Local storage is useful as the initial destination for uploads to Debusine, but it has to be backed up manually and might not scale to sufficiently large volumes of data. Remote storage such as S3 is also available. It is possible to serve a file from any store, with policies for which one to prefer for downloads and uploads.
Administrators can set policies for which file stores to use at the scope level, as well as policies for populating and draining stores of files. Most bulk movement is handled by a periodic job.
To learn more about file stores, see their reference.
Scopes
Scopes are the foundational concept used to implement multi-tenancy in Debusine. They are an administrative grouping of users, groups and workspaces. They appear as the initial segment in the URL path of most web views.
Groups and workspaces can only exist in a single scope. Users are global and might be part of multiple scopes.
Since artifacts have to be stored somewhere, scopes also define the set of file stores where files can be stored.
Workspaces
A workspace is an administrative concept hosting artifacts and collections. Users can get different levels of access to those artifacts and collections by being granted different roles on the workspace.
Workspaces have the following important properties:
public: a boolean which indicates whether the artifacts are publicly accessible or if they are restricted to the users belonging to the workspace
default_expiration_delay: the minimal duration that a new artifact is kept in the workspace before being expired. See Expiration of data.

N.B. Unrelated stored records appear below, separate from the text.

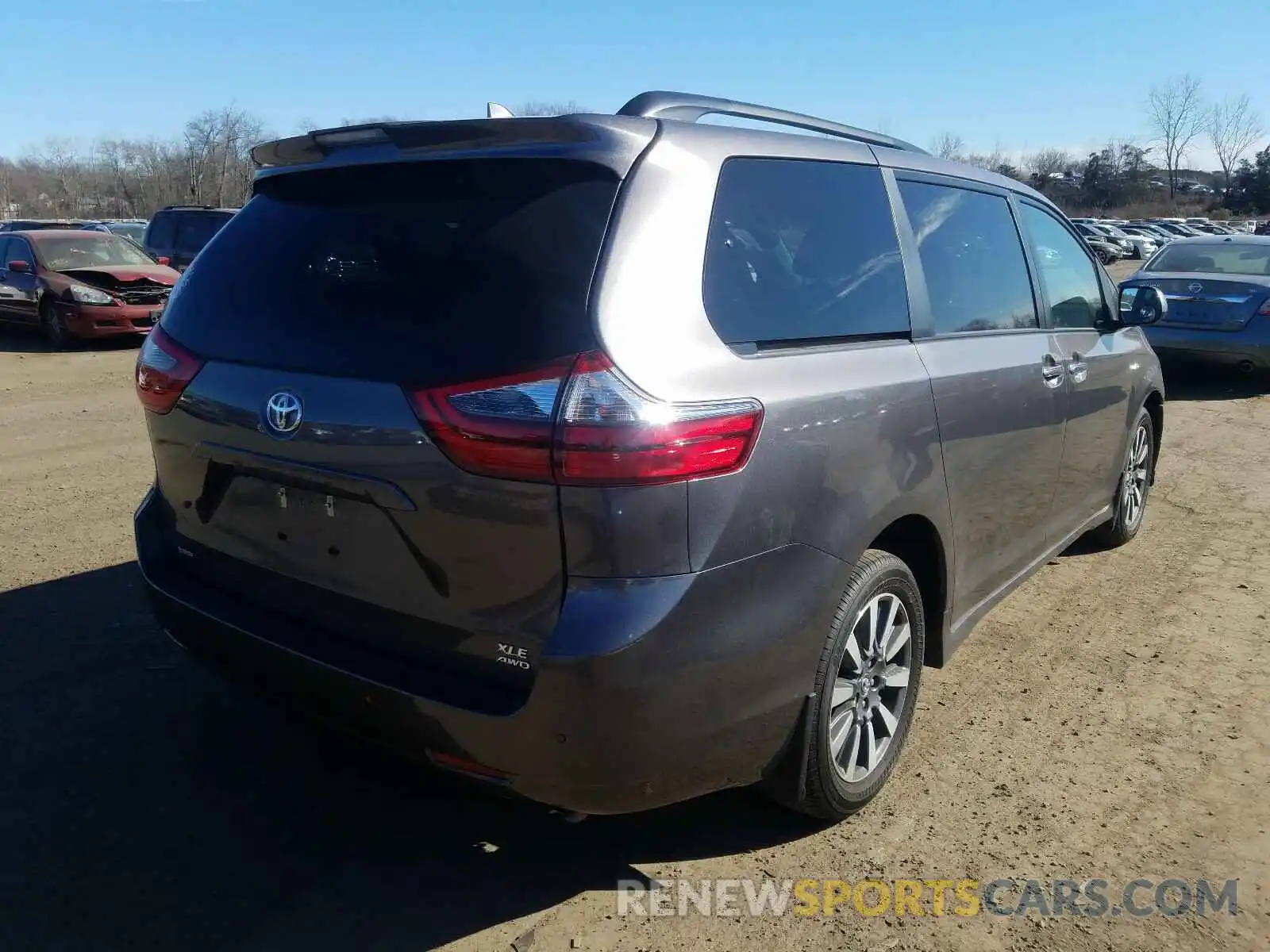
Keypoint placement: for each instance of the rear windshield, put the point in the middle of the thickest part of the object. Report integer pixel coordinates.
(1225, 258)
(417, 273)
(194, 230)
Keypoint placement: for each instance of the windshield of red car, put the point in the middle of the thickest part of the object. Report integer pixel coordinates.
(89, 251)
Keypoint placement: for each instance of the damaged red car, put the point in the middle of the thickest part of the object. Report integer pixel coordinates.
(80, 285)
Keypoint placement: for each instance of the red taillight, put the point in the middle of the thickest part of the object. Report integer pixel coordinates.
(164, 368)
(582, 423)
(499, 427)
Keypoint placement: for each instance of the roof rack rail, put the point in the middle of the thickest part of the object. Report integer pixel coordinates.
(689, 107)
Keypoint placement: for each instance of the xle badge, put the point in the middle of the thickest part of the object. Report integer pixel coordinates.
(512, 655)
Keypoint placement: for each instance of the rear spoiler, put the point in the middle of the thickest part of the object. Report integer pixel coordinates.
(611, 140)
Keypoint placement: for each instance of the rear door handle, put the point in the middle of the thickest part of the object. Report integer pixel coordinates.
(1051, 371)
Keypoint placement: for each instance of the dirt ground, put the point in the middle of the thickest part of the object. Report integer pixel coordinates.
(1108, 721)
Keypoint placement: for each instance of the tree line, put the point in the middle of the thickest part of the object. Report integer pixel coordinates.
(1153, 177)
(210, 164)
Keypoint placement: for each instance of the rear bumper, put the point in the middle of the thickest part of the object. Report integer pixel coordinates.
(649, 692)
(1251, 344)
(103, 321)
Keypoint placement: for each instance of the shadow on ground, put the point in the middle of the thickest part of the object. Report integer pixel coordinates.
(17, 340)
(148, 806)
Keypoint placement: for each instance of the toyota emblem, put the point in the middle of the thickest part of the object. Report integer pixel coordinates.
(283, 413)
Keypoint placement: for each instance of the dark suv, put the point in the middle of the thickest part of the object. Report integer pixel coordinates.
(622, 459)
(178, 232)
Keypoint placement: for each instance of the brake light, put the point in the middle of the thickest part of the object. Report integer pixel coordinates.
(164, 370)
(499, 427)
(581, 423)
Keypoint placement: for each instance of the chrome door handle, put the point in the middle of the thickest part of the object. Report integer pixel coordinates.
(1051, 371)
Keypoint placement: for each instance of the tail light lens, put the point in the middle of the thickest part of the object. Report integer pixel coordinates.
(581, 423)
(164, 370)
(499, 427)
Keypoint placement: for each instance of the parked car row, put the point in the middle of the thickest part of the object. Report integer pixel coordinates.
(98, 278)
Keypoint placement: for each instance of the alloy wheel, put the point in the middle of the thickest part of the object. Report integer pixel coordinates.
(870, 689)
(54, 328)
(1133, 492)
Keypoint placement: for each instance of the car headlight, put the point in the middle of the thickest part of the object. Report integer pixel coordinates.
(90, 296)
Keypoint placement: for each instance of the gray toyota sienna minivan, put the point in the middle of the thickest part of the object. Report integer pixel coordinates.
(616, 460)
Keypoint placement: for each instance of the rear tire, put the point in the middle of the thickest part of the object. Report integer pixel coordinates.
(54, 327)
(1137, 474)
(865, 692)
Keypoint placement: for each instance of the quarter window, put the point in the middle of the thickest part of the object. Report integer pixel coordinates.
(1067, 276)
(802, 251)
(976, 271)
(163, 232)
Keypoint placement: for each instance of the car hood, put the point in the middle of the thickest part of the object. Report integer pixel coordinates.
(122, 274)
(1180, 281)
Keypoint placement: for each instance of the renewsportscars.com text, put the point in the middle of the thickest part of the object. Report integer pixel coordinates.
(1094, 898)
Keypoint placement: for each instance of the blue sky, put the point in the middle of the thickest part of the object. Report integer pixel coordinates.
(1024, 75)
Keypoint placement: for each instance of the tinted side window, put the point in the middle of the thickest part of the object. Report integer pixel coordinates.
(162, 234)
(1067, 274)
(975, 264)
(19, 251)
(803, 251)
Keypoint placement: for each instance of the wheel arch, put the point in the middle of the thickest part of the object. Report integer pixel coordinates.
(1155, 406)
(916, 541)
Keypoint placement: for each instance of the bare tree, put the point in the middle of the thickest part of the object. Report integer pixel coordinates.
(1178, 117)
(1235, 127)
(537, 108)
(948, 145)
(1045, 165)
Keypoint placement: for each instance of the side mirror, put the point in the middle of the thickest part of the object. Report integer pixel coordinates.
(1141, 305)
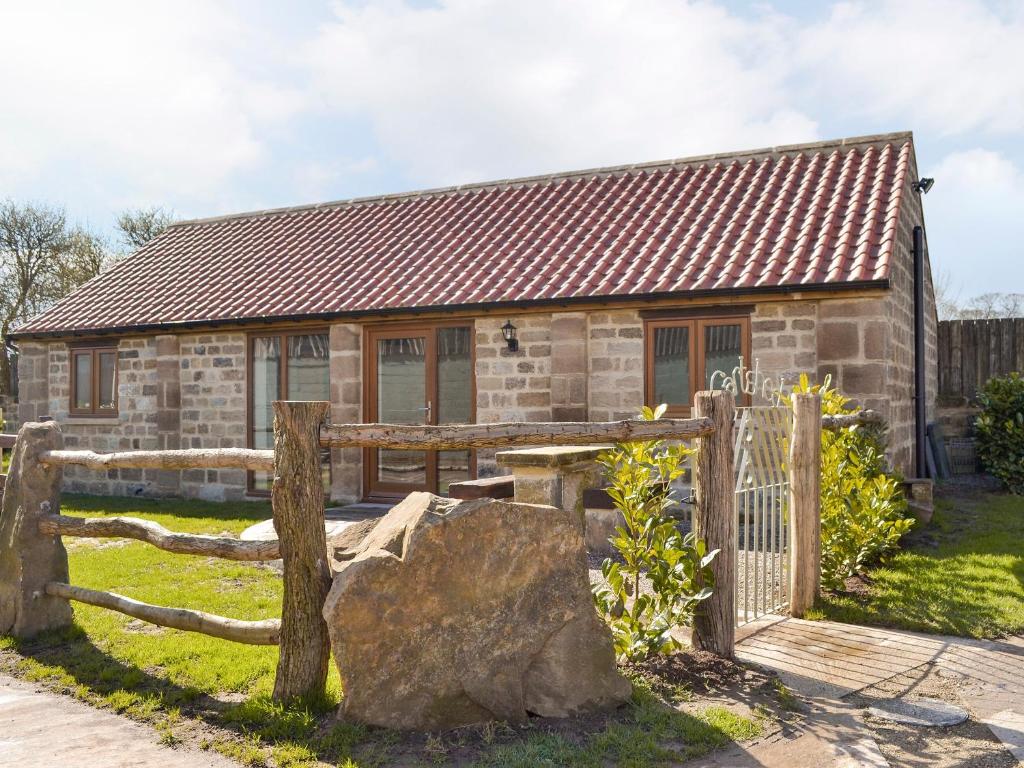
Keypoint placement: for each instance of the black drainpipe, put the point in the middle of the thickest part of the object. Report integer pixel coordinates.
(920, 399)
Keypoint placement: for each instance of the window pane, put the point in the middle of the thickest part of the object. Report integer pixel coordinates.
(108, 377)
(672, 366)
(308, 368)
(455, 395)
(401, 372)
(265, 387)
(83, 381)
(723, 350)
(455, 376)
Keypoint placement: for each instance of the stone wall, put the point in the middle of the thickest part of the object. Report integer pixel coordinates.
(213, 409)
(46, 369)
(614, 365)
(346, 408)
(901, 358)
(783, 340)
(512, 386)
(568, 367)
(34, 383)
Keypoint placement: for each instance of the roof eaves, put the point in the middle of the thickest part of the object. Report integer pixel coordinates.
(764, 153)
(882, 284)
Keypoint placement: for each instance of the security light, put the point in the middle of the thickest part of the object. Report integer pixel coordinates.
(924, 184)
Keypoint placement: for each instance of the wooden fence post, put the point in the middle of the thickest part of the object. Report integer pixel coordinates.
(298, 518)
(30, 559)
(805, 503)
(715, 521)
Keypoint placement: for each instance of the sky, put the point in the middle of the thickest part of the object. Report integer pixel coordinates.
(209, 108)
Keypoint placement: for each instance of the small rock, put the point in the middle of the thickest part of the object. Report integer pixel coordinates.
(921, 711)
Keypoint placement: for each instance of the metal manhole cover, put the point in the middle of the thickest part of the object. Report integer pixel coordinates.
(920, 711)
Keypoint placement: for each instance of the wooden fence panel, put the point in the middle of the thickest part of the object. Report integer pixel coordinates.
(972, 351)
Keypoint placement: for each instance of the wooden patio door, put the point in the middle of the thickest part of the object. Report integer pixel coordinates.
(419, 375)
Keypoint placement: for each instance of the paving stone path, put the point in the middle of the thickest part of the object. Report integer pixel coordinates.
(840, 670)
(39, 729)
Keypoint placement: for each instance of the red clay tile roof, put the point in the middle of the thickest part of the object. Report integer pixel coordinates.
(820, 214)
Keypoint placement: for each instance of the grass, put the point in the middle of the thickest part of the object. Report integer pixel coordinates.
(962, 574)
(215, 694)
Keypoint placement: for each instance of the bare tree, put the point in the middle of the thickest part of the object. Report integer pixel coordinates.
(42, 259)
(946, 296)
(994, 305)
(139, 225)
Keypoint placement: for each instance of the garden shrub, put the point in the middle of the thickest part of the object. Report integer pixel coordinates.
(640, 476)
(863, 511)
(1000, 430)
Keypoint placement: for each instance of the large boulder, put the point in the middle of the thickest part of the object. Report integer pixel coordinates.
(450, 613)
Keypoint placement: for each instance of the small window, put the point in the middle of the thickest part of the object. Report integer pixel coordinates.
(291, 366)
(94, 381)
(683, 355)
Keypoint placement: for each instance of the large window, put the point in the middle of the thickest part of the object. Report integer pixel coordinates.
(293, 366)
(682, 356)
(94, 381)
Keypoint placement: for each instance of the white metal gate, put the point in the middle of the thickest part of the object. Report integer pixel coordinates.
(762, 439)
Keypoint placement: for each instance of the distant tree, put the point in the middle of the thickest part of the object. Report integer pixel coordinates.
(138, 226)
(946, 297)
(994, 305)
(42, 259)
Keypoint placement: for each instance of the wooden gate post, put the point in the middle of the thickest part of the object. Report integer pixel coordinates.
(805, 503)
(715, 521)
(298, 517)
(28, 558)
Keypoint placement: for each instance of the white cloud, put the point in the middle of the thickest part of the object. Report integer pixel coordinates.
(146, 96)
(473, 89)
(949, 67)
(975, 222)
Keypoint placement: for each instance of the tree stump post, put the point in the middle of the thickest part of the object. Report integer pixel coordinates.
(28, 558)
(715, 521)
(805, 503)
(298, 517)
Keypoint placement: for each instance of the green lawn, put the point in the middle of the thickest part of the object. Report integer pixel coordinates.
(962, 574)
(214, 693)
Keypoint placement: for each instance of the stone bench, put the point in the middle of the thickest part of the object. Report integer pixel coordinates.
(565, 477)
(502, 486)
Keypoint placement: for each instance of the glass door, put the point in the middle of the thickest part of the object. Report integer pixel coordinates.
(419, 376)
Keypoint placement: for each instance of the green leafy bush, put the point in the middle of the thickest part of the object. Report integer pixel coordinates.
(640, 475)
(1000, 430)
(863, 512)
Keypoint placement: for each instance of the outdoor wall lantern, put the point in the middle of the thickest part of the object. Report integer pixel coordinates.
(508, 333)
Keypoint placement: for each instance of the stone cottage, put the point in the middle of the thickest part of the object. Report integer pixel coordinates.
(574, 296)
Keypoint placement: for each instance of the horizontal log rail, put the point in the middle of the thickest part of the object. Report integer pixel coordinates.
(860, 418)
(265, 632)
(509, 434)
(159, 537)
(183, 459)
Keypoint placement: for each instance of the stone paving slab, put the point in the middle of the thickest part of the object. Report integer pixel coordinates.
(826, 662)
(39, 729)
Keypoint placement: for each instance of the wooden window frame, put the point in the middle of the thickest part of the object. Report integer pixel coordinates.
(92, 351)
(696, 326)
(376, 492)
(283, 335)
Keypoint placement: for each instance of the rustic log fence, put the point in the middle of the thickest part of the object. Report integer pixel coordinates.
(35, 589)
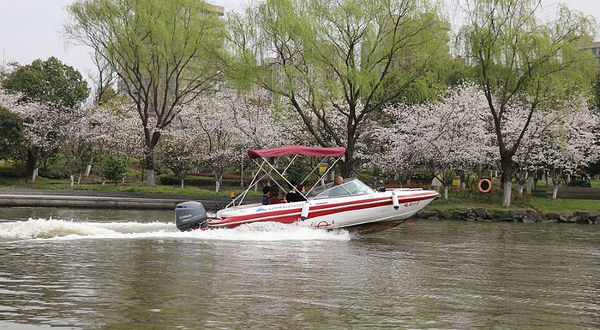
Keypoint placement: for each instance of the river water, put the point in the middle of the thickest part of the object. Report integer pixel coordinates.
(100, 269)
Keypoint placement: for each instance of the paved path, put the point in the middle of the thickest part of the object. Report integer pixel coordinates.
(94, 199)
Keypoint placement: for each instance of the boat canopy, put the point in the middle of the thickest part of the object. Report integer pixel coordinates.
(297, 150)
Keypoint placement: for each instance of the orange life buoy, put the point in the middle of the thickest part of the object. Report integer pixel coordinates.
(485, 185)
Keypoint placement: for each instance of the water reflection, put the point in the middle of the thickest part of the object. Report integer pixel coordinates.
(421, 274)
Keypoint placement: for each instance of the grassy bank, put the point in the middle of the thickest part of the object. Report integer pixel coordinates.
(457, 199)
(131, 187)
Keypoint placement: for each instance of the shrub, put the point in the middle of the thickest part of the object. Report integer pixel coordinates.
(52, 173)
(114, 169)
(12, 172)
(579, 183)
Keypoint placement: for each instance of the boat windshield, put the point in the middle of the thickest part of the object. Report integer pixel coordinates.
(350, 187)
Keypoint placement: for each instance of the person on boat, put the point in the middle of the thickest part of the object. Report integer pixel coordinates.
(266, 195)
(338, 181)
(295, 196)
(337, 189)
(274, 196)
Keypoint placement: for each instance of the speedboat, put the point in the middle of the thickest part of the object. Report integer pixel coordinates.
(351, 205)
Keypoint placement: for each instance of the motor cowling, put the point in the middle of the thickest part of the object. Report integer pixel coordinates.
(190, 215)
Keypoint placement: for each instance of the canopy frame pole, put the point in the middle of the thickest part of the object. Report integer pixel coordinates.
(281, 175)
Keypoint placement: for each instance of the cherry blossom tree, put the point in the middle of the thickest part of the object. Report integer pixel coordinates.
(446, 136)
(41, 123)
(227, 124)
(179, 150)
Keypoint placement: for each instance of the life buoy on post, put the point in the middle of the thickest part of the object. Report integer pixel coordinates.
(485, 185)
(395, 201)
(305, 210)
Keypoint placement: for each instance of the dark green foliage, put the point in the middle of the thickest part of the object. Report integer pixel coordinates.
(12, 139)
(16, 171)
(195, 181)
(52, 173)
(114, 169)
(579, 183)
(50, 82)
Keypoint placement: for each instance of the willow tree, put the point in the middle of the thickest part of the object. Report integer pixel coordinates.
(336, 63)
(518, 59)
(162, 52)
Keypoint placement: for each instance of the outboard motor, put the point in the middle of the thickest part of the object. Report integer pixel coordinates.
(190, 215)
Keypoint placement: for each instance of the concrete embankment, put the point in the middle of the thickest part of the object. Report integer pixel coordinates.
(529, 216)
(92, 199)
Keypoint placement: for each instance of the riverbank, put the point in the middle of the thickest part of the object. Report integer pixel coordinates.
(438, 210)
(99, 199)
(519, 215)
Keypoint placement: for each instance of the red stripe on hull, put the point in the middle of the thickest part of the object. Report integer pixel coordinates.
(291, 215)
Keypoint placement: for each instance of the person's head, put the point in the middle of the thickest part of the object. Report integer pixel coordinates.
(274, 191)
(292, 184)
(339, 180)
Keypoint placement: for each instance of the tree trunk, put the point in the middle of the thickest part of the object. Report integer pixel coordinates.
(218, 183)
(149, 155)
(506, 163)
(554, 192)
(88, 168)
(150, 177)
(36, 168)
(242, 173)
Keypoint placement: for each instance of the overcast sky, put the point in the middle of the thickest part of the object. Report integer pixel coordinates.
(32, 29)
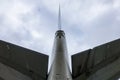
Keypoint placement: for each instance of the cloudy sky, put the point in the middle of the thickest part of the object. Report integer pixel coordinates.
(32, 23)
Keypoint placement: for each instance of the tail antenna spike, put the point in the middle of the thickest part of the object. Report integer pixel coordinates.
(59, 18)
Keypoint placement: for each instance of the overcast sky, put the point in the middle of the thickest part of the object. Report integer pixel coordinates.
(33, 23)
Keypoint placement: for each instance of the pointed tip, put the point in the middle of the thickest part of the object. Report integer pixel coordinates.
(59, 18)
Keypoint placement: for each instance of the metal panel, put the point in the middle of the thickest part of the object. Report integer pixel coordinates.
(98, 59)
(79, 63)
(26, 61)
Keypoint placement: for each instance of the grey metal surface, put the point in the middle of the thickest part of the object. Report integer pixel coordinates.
(28, 62)
(60, 68)
(96, 61)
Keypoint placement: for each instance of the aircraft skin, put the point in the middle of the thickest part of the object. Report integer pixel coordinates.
(60, 68)
(100, 63)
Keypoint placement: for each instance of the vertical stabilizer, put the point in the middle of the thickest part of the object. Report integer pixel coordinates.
(59, 18)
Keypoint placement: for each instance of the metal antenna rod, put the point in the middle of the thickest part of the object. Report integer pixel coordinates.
(59, 18)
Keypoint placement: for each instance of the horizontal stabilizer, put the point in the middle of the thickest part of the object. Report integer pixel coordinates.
(27, 62)
(99, 63)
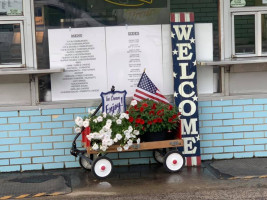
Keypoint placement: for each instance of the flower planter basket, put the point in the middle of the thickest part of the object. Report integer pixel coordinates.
(154, 136)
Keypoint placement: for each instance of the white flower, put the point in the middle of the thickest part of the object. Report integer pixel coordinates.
(99, 119)
(133, 102)
(118, 121)
(86, 123)
(78, 130)
(104, 114)
(106, 128)
(91, 111)
(130, 128)
(127, 135)
(118, 136)
(110, 142)
(103, 148)
(90, 136)
(136, 132)
(119, 149)
(126, 116)
(95, 147)
(126, 147)
(79, 121)
(130, 142)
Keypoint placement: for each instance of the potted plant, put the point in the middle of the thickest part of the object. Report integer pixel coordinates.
(107, 130)
(153, 119)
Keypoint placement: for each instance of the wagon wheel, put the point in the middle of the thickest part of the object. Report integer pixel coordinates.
(102, 167)
(173, 161)
(159, 154)
(85, 164)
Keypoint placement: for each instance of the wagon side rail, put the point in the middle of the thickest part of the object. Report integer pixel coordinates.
(144, 146)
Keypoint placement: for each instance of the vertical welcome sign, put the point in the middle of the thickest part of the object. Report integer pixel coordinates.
(185, 83)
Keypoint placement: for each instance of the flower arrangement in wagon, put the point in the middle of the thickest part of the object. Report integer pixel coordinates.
(107, 130)
(151, 116)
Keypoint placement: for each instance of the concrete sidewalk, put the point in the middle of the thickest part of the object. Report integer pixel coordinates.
(144, 179)
(238, 168)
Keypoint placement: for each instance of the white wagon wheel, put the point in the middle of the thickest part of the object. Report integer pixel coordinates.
(102, 167)
(85, 164)
(159, 154)
(173, 161)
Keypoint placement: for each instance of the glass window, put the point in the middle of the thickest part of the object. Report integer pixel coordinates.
(11, 7)
(91, 13)
(245, 3)
(244, 29)
(10, 45)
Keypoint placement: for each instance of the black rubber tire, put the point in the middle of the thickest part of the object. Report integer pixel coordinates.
(158, 155)
(96, 165)
(84, 163)
(167, 164)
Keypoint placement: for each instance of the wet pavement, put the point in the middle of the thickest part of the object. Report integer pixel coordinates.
(145, 182)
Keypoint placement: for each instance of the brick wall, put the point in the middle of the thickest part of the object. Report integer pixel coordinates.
(233, 128)
(41, 139)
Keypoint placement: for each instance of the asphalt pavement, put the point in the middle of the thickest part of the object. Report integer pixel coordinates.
(221, 179)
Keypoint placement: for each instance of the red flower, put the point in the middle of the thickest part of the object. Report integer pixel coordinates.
(160, 112)
(131, 119)
(159, 120)
(137, 121)
(151, 112)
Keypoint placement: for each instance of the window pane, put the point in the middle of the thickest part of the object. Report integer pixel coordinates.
(10, 44)
(241, 3)
(11, 7)
(264, 33)
(244, 27)
(58, 14)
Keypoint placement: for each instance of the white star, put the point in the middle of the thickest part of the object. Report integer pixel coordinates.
(174, 52)
(195, 98)
(192, 40)
(197, 138)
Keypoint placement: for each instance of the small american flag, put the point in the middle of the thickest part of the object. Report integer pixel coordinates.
(147, 90)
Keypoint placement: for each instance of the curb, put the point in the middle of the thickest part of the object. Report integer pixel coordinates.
(22, 196)
(246, 177)
(223, 176)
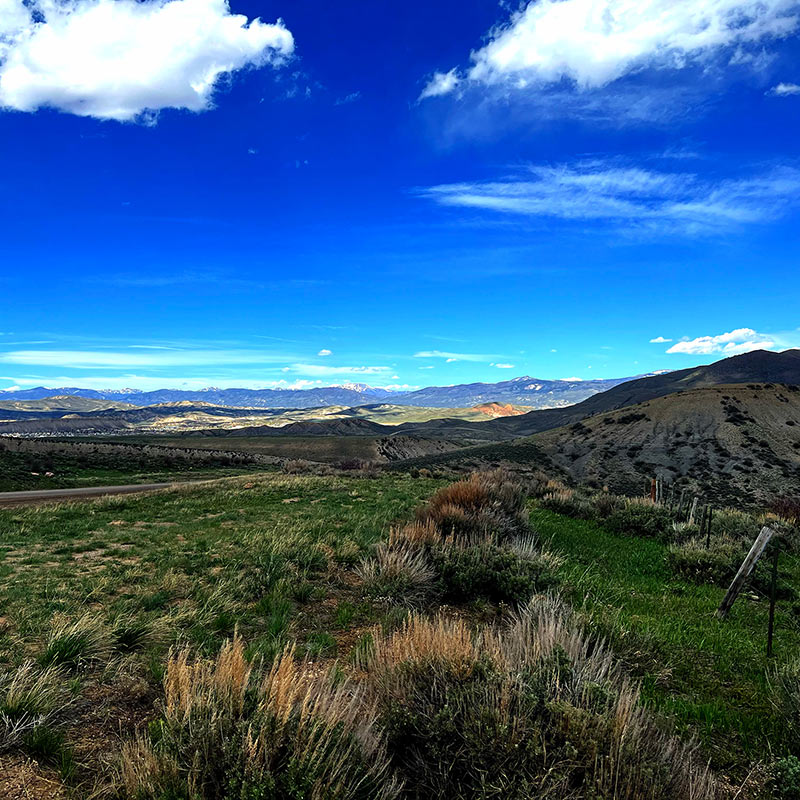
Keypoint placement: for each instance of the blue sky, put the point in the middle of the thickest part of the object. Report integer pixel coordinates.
(194, 193)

To learn more about workspaces, see their reference.
Workers
Workers are services that run tasks on behalf of a Debusine server. There are three types of worker.
External workers
Most workers are external workers, running an instance of
debusine-worker.  This is a daemon that runs untrusted tasks using some
form of containerization or virtualization.  It has no direct access to the
Debusine database; instead, it interacts with the server using the HTTP API
and WebSockets.
External workers process one task at a time, and only process Worker
tasks.
To support spikes in work requests, Debusine is able to use Dynamic Worker Pools to host external workers in clouds. These are provisioned as required, and terminated when idle.
Celery workers
A Debusine instance normally has an associated Celery worker, which is used to run tasks that require direct access to the Debusine database. These tasks are necessarily trusted, so they must not involve running user-controlled code.
Celery workers have a concurrency level, normally set to the number of
logical CPUs in the system (os.cpu_count()).
Todo
Document (and possibly fix) what happens when workers are restarted while running a task.
Signing workers
Signing workers work in a similar way to external workers, but they have
access to private key material, either directly or via a hardware security
module.  They only process Signing tasks.